Le monde est aujourd'hui à la croisée des chemins. Moore s'en vient interpeller les banquiers de Wall Streets. Sera-t-il le seul, à faire ainsi le guignol, ou sera-t-il rejoint par nous ? Il est temps, seul, Moore commence à se lasser.

La première qualité des films de Moore est l'énergie déployée pour renverser les fausses idoles, les faux discours qui masquent la réalité sociale, celle qui laisse dans la misère une part croissante de l'ex-classe moyenne américaine pendant que d'autres s'enrichissent sans vergogne se drapant avec cynisme dans les habits d'un capitalisme qu'ils ont dévoyé.

Moore mêle ainsi le discours économique théorique (le recours irresponsable au crédit, la dérégulation des marchés pour permettre un enrichissement à court terme), les exemples concrets des dérives du capitalisme (maison de redressement privée, bas-salaires des pilotes), des alternatives possibles (le sénateur, la lutte pour le relogement, la lutte pour les indemnités, une entreprise coopérative).
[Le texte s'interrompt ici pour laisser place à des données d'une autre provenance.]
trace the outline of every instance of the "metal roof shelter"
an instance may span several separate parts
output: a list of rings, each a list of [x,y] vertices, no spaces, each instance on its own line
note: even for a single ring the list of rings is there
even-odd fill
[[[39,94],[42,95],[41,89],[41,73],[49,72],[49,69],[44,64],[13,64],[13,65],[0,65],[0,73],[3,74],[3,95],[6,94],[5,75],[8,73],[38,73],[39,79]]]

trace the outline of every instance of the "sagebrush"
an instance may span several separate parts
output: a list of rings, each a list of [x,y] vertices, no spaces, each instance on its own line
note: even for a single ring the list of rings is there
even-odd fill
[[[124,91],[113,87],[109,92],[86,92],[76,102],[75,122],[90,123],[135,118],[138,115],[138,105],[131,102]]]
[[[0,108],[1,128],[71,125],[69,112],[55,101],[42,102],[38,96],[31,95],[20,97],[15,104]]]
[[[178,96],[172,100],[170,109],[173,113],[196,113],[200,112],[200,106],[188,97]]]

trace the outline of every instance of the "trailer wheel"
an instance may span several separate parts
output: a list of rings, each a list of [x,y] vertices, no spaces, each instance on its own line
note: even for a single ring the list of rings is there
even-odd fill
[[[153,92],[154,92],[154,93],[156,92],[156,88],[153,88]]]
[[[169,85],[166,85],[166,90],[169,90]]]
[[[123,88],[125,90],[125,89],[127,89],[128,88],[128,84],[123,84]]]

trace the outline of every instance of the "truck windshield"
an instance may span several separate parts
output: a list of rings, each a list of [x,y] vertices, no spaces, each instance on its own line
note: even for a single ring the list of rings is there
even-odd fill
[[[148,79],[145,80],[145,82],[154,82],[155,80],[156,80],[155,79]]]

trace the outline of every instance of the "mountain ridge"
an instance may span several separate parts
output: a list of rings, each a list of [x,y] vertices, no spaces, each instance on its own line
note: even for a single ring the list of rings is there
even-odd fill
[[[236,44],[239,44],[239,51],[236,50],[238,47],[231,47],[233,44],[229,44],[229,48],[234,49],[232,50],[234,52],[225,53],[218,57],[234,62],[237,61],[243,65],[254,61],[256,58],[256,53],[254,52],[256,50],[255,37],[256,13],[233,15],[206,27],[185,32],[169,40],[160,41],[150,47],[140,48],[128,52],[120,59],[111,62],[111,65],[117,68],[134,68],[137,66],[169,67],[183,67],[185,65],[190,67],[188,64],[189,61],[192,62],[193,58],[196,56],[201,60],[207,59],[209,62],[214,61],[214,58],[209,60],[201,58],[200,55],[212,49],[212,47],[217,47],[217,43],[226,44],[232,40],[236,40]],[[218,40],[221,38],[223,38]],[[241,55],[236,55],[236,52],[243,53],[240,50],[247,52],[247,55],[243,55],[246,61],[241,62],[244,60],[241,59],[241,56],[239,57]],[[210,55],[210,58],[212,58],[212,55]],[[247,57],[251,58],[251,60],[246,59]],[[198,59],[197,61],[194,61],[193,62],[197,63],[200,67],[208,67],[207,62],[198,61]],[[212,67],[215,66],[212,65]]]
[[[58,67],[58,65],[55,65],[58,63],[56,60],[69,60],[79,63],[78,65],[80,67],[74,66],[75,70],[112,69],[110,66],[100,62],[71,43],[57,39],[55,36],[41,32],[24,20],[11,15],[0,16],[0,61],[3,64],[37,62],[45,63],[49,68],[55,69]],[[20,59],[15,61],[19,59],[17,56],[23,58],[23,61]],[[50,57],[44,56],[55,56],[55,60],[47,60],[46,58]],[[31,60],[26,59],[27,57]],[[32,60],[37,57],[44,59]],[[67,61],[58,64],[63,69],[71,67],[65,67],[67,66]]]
Il tente aussi de payer de sa personne (jouant à tenter d'arrêter les banquiers, en interviewant les sénateurs, et, plus émouvant, en visitant en compagnie de son père les chantiers abandonnés de General Motors).

On pourra trouver certains coups mal ajustés, ou approximatifs. Les entreprises assurent leurs employés pour ajouter à leurs bénéfices commerciaux les revenus non imposables qu'apportent les décès prématurés de leurs collaborateurs. Elles exploitent une faille du système en systématisant les assurances. Seuls la recherche de la rentabilité à tout prix sur ces contrats, pointée un peu approximativement par Moore est vraiment choquante. L'étalage des douleurs des familles après un décès est un peu hors sujet sans doute.

Moore, en rejetant le plan Paulson, se montre aussi un peu démagogue. Les leçons de la crise de 29 montrent qu'il n'est pas très responsable de laisser faire la crise et de ne pas sauver les banques. Mais sans doute est-ce le désir secret de Moore : seule une prolongation de crise peut amener la révolution qu'il espère.